Esta canção, de clima meio cigano, meio flamenco, é um dos sucessos delas. Ney também deve a Luli o fato de ter sido apresentado a João Ricardo e Gerson Conrad, no começo dos anos 70, pouco antes dos três formarem o Secos e Molhados, o mais impactante grupo do pop brazuca naqueles anos cheios de som e fúria. Já no primeiro disco gravariam o imenso sucesso Vira de Luli e João Ricardo:
Vira vira, vira homem,/
vira vira lobisomem…”
Luli & Lucina compuseram mais de 800 canções e tiveram músicas gravadas por gente tão diferente quanto o próprio Ney, Nana Caymmi, Rolando Boldrin e Frenéticas (Luli ajudou a formatar os vocais do grupo), entre outros, mas nunca “estouraram” nas paradas de sucesso. Foram mais um daqueles casos em que as músicas eram bem conhecidas… mas as autoras, não.
Coadjuvante no surgimento da Bossa Nova, na casa de Luli, na Tijuca, a dupla ajudou a criar a ala “oeste” do movimento surgido na Zona Sul, no começo dos anos 60. Dali para a vida comunitária num sítio em Mangaratiba, litoral do Rio, algum tempo depois, foi um pulo. Em plenos anos 70, a experiência era o sonho de muitos jovens, artistas e hippies, que optavam pela arte e pelo desbunde, em contraponto à militância sisuda organizada pelos grupos, facções e partidos políticos.
Na época, os festivais de música eram os principais espaços musicais; assim, em 1971, elas participam do VI Festival Internacional da Canção e, com a canção Flor Lilás, chegam às finais.

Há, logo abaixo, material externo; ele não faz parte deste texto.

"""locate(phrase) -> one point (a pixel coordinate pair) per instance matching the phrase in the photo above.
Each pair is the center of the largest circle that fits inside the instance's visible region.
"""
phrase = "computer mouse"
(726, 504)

Abrindo os horizontes para além da estética bossanovista, Luli & Lucina enveredaram pela pesquisa da música do interior do Brasil. Violões, violas caipiras, tambores de madeira ou cerâmica (fabricados por Luli) e percussões passaram a reinar nas produções. Em 1979 sai o vinil que levava o nome da dupla e foi um dos primeiros discos independentes do Brasil. Gravado dentro de uma igreja, com a ajuda de amigos e a bênção do padre, demorou sete anos até ficar pronto e ser lançado…
Inclassificáveis, mal comparando, são legítimas representantes do folk made in Brazil. Por causa de suas temáticas cheias de citações à natureza, aos índios, aos elementos naturais, ficaram durante um bom tempo com o rótulo de “alternativas”, mas Luli & Lucina escaparam do circuito de bares e das pousadas naturebas ao serem gravadas até por Wanderléa, musa da Jovem Guarda ou Zélia Duncan, com quem Lucina tem parcerias.
Em 1995 gravaram um CD Elis &Elas só com músicas do repertório de Elis Regina. No ano seguinte, em 1996, a gravadora Dabliú, de São Paulo, lança o último trabalho da dupla, uma compilação de sucessos comemorando 25 anos de carreira. Esse CD está disponível para compra e download pelo site
http://itunes.apple.com/br/album/25-anos/id521524858
A ideia é ajudar nas despesas do tratamento de saúde a que Luhli* está se submetendo por causa de problemas circulatórios.
Outra bela iniciativa foi o show Te Cuida Ruiva, organizado no dia 1º de outubro por amigos da cantora. No palco do Paon Gall/Café Paon, em São Paulo, estavam, dentre outros, Tetê Espíndola, Celso Viáfora, Laura Finocchiaro, Socorro Lira, Lucila Novaes, Bandolim Elétrico, Sonekka, Elio Camale, Marcela Biasi, Glaucia Nasser e Rossa Nova.
Passados alguns anos, decantadas as classificações redutoras e voltando a escutar a obra da dupla vem a confirmação: trata-se de música de rara qualidade.
* Com o fim da dupla em 1998, o “h” de Lucinha (depois Lucina) passou para Luli, que virou Luhli.